Homelessness,
aimlessness, and a life of crime? Those things are not so fun. And yet because
of them, Sister, starring Kacey Mottet Klein, Léa Seydoux, and
Gillian Anderson (whose ridiculously delayed aging process has got me simultaneously
jealous and impressed), is uncommonly affecting. It’s a sad world out there for
countless kids, and Sister captures that quite well.

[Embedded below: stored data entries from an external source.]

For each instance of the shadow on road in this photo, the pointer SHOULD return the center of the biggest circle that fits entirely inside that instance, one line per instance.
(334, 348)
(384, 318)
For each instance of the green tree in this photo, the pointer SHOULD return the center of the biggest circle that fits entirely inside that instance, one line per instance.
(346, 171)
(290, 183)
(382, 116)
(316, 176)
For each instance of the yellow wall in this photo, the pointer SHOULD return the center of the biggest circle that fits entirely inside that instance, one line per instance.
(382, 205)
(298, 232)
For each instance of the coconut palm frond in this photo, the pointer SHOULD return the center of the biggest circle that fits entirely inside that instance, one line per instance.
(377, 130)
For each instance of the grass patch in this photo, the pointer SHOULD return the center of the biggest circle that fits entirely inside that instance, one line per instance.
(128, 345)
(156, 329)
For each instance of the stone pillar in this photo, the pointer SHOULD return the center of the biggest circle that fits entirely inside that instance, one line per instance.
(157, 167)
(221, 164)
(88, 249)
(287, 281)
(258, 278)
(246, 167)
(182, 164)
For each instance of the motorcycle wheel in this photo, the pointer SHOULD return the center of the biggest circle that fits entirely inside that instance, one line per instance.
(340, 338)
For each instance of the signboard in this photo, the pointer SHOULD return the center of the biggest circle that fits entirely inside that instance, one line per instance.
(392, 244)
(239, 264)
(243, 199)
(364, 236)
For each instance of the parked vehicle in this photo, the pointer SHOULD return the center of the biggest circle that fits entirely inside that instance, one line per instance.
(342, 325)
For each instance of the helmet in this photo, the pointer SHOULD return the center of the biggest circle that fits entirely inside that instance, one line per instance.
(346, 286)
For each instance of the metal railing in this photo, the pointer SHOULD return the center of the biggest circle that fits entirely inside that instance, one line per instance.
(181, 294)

The movie, directed and co-written by Ursula Meier, spends its time with 12-year-old Simon (Klein), a scrawny, scrappy thief who lives in a scummy apartment under a high-class ski resort. He looks up and sees the higher classes at their costly play; what could be more crushing than that? So he collects money from the fellow poor, bottom-of-the-hill kids every morning, takes the lift up to the top, and steals basically anything he can get his hands on. He digs holes in the snow to stash the skis he swipes. He stuffs goggles, gloves, and helmets into his backpack or in his coat. And then his nights are spent cleaning up the stuff and figuring out how to sell it, so he can make some quick cash.
Simon
isn’t totally alone, but he might as well be—because Louise (Seydoux), his
older sister, is kind of useless. Seemingly a few years older than Simon, with
a worn-down kind of beauty, Louise can’t seem to keep a job very long, bouncing
from gig to gig—just as she seems to bounce from guy to guy. None of them seem
to treat her very well, but she disappears for days on end regardless,
sometimes coming home with bruises or black eyes. So Simon buys all the food,
gives her a little money, and covets the red BMW owned by Louise’s new
boyfriend, a symbol of wealth and status in jarring contrast with their messy
apartment and mostly possession-less lives.
So
every day for Simon is pretty much the same: Go up to the slopes, steal some
stuff, come back down, sleep a little, stuff ears with the ends of cigarettes
to keep from hearing Louise having sex with her boyfriend, get up the next day,
do it all over again. But as much as Simon seems to be coasting by—even getting
a waiter at the ski resort to buy stolen items from him directly, providing a
more steady source of income—things start going wrong. His relationship with
Louise seems to be unraveling. His infatuation with the rich resort attendee
Kristin (Anderson), who has two sons about his own age, doesn’t seem like the
healthiest thing. And, worst of all, he starts catching the attention of his
marks, and they begin noticing when he swipes things. Without being able to
steal, who is Simon? Does the boy have an identity outside of being a thief?
What
Meier does exceptionally well is create characters whom are simultaneously sympathetic
and kind of detestable, and as a result feel more real than you would expect. Klein
effectively captures the resentment, pain, and defensiveness bristling in Simon,
a kid who seems to have the right kind of intentions in protecting Louise but
clearly isn’t going about it the right way. And Seydoux uses her fragile beauty
as an advantage here, veering between her dual identities as a
responsibility-rejecting mess and someone struggling to make her life better. Bad
choices and incorrect decisions abound, but it’s not hard to see why Simon and
Louise make them. Few other opportunities exist.
Aside
from the strong performances, there’s beautiful, saddening cinematography,
too—as Simon goes up the lift into another world, then down again into his
personal kind of hell—and a significant sense of realism. The movie dips
briefly into some clichéd material with an emotional reveal around the middle
of the narrative, but rebounds nicely with some unsettling displays of power.
Simon may have all the cash in comparison with Louise at the bottom of the
hill, but he’s on the lower rungs of the food chain when he goes up to the ski
resort, a place he can never belong. Those haunting images of him riding that
lift, the sense that we’re watching a life that can never escape its own
meaninglessness, are what will stay with you after Sister.